Keputusan Dustin menggunakan HT rupanya didasari kebutuhannya bersama Dita sebagai konten kreator. Keberadaan HT disebut Dustin sangat membantu ketika komunikasinya dengan Dita terkendala jaringan internet,
"Jadi karena kadang kita sering live streaming. Bini entah di bawah atau di lantai dua. Kita kebalikan, ada di bawah atau bini lagi di atas. Kita kan kadang handphone enggak selalu stand by kepegang di tempat," jekas Dustin Tiffani.
"Kalau live streaming kita kadang handphone tetap enggak langsung connect ke suara. Nah jadi khawatir kalau ada info-info yang mau lebih cepat. Agak susah tukar telepon. Tapi kalau HT langsung suara yang kuat," lanjutnya.
Namun, Dustin menyebut penggunaan HT tetap punya kekurangan khusus. Dia mengaku kerap mendapat komunikasi dari perangkat lain yang tak dikenal, terutama petugas keamanan.
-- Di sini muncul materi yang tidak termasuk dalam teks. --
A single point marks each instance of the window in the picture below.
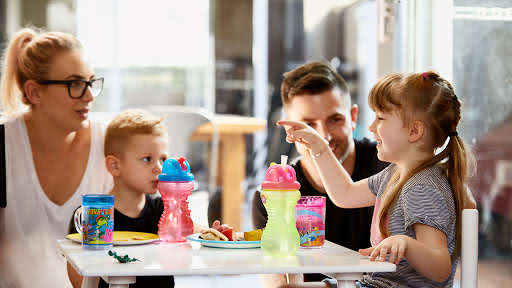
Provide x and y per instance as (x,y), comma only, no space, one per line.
(150,52)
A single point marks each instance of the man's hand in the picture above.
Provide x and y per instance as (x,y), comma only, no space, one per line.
(302,133)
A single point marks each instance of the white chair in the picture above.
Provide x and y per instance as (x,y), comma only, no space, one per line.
(181,122)
(469,249)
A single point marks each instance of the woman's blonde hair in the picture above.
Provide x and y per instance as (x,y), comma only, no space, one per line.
(29,56)
(431,99)
(128,123)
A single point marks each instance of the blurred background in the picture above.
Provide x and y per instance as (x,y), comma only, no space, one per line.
(228,57)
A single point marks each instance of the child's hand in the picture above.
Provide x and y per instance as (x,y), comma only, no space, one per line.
(395,246)
(302,133)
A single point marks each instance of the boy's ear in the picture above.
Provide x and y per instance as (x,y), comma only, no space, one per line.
(416,131)
(113,165)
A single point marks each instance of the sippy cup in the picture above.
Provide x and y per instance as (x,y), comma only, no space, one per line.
(95,221)
(175,185)
(280,193)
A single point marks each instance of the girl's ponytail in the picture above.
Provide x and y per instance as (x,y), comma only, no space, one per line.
(13,101)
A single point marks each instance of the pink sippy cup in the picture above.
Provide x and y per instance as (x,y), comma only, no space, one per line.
(175,185)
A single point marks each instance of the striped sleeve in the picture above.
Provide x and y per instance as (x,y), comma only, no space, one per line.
(376,182)
(427,205)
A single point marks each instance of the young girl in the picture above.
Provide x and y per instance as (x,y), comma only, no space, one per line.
(418,198)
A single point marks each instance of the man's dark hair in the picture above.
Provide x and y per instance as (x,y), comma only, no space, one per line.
(312,78)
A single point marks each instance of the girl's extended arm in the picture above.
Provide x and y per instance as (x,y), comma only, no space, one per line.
(337,182)
(428,254)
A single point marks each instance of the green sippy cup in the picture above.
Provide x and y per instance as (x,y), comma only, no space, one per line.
(280,193)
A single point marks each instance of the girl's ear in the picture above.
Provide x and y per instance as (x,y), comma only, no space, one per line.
(416,131)
(113,165)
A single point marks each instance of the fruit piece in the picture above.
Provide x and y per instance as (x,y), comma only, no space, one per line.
(254,235)
(228,232)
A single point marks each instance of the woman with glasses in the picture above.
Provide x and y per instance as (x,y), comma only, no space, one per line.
(53,153)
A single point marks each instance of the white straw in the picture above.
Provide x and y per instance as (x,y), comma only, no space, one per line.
(284,159)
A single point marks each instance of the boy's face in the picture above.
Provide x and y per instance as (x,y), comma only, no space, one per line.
(141,163)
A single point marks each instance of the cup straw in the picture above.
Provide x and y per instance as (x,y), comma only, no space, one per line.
(284,159)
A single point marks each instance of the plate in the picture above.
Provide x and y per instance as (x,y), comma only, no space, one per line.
(225,244)
(122,238)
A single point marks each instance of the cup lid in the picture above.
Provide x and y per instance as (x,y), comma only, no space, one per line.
(176,170)
(280,177)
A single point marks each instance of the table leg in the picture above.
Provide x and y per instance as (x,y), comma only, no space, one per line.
(119,281)
(346,280)
(233,174)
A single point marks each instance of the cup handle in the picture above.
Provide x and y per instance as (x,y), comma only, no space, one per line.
(77,218)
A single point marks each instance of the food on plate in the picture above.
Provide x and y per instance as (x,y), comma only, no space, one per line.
(227,231)
(213,234)
(254,235)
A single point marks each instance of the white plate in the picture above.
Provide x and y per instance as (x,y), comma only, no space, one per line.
(121,238)
(225,244)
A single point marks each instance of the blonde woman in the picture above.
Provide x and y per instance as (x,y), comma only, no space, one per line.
(54,153)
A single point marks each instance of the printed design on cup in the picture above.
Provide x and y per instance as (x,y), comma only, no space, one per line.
(98,226)
(310,225)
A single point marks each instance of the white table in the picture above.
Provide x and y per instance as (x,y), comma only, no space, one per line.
(159,258)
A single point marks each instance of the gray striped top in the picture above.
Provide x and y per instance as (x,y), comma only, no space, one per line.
(427,199)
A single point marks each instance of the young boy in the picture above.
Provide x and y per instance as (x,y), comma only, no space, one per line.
(135,149)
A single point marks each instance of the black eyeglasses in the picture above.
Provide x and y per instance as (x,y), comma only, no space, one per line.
(77,87)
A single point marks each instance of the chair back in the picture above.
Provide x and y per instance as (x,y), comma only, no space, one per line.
(181,122)
(469,249)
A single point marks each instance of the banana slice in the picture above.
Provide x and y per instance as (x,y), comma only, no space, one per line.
(213,234)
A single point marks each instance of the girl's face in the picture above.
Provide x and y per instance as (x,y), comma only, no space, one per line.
(391,135)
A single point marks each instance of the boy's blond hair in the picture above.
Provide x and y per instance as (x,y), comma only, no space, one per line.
(129,123)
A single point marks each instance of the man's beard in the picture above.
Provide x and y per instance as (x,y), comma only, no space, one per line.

HT memang perangkat komunikasi radio memungkinkan pengguna berbicara langsung tanpa jaringan seluler. HT umumnya menggunakan frekuensi UHF/VHF dengan metode Push-to-Talk (PTT) sehingga kerap dipakai tim keamanan atau aktivitas outdoor.
"Cuma ada kekurangannya. Pada saat entah kita lagi enggak main atau lagi tidur, sering kali dari connecting hansip atau gimana ya, masuk ke HT saya. Ada yang 'tes-tes monitor'. Kok dari mana ini masuk nih? Berarti gelombangnya sama," ungkapnya.
Meski perangkat HT sudah dianggap ketinggalan zaman, Dustin tetap menggunakannya selama di rumah. Berkat perangkat itu pula, Dustin dan Dita bisa mendapatkan penghasilan tambahan dengan membuat konten di rumah.
"Positifnya itu kita bisa langsung tanggap. Kalau misalnya ada keperluan apa pakai HT. Di rumah juga pakai HT," tutupnya.